Johannesburg, 20 Oct 2015
The culture of Mehleketo fits well with that of EOH, says EOH Group CEO Asher Bohbot.
The culture of Mehleketo fits well with that of EOH, says EOH Group CEO Asher Bohbot.

JSE-listed technology services company EOH is continuing its spending spree.

Yesterday, the company announced the acquisition of Mehleketo, a local provider of rail automation and technology solutions, for an undisclosed amount.

Mehleketo has a turnover of over R300 million, technology partnerships with the major international rail automation technology OEMs and about 350 employees.

It is one of the top rail signalling and communications engineering and systems integration solutions providers in SA, and has a number of long-term projects as well as maintenance and support contracts with the major operators in the country.

It was recently involved in the building of the Passenger Rail Agency of SA's R155 million Gauteng Nerve Centre, which monitors train traffic in the province. The signal control hub, situated in Tembisa, was officially opened this month.

The Mehleketo acquisition comes at a time when EOH has made it a habit of posting strong financial results. For the year ended 31 July, the company announced revenue was up by 35% to R9.7 billion.

The growth was due to a combination of strong organic growth and successful acquisitions, and the company has no plans to slow down.

"Having the Mehleketo team join EOH enhances our industry vertical strategy, as they bring additional best-of-breed solutions, complemented by highly skilled professionals with deep industry knowledge, which in turn provides us with a platform for healthy growth in this sector in both South Africa and the rest of the African continent," says Zunaid Mayet, executive director of EOH Industrial Technologies.

"It's very exciting to have Mehleketo join the EOH family. They will take us to new places and markets which are strategic to EOH's growth plans," says EOH Group CEO Asher Bohbot.

"The culture of Mehleketo fits well with that of EOH - this is fundamental for successfully leveraging our core strengths. Our industrial technology division, of which rail technology is part, is a major component of our growth strategy," adds Bohbot.
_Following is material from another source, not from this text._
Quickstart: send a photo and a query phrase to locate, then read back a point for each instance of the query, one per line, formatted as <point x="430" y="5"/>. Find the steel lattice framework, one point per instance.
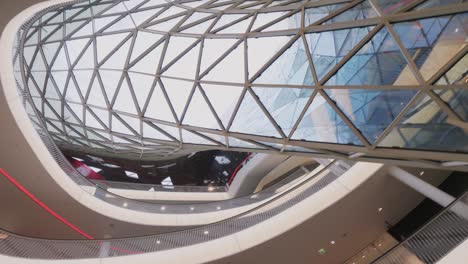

In February, EOH bought CCS, which provides integrated niche management solutions for the construction and mining industry sectors, for an undisclosed sum. CCS then had a turnover in excess of R200 million, and presence in 50 countries, including SA, Middle East, Europe, Australia and South America.

In June, EOH announced it was acquiring an equity stake of between 49% and 80% in pan-African IT applications and business solutions provider Twenty Third Century Systems and its subsidiaries, for an undisclosed amount.

Financial analysts at Absa Stockbrokers believe EOH's growth is likely to soften as the company matures.

"EOH's shares have been flying, mirroring its earnings which are growing at a blistering pace. But now with annual revenue inching closer to R10 billion, maintaining previous growth rates of 30% or above is going to be difficult.

"As the group gets bigger, further softening of earnings is likely. As this happens, the market is also likely to slowly adjust its share ratings to reflect slowing earnings growth. Currently, EOH's shares are sporting a hefty 12-month price earnings multiple of 33 times."

The analysts say while EOH's growth over past years was largely acquisitive, they are starting to see organic growth contributing more to the financials.

"We find this more comforting as it allays fears of hard landing should the group run out of acquisition targets," the stockbrokers say.

With most of EOH's acquired targets having fitted perfectly into the overall group structure, the company is starting to reap the benefits as these businesses expand within their areas of focus, Absa Stockbrokers notes.

EOH shares closed yesterday at 15 312c.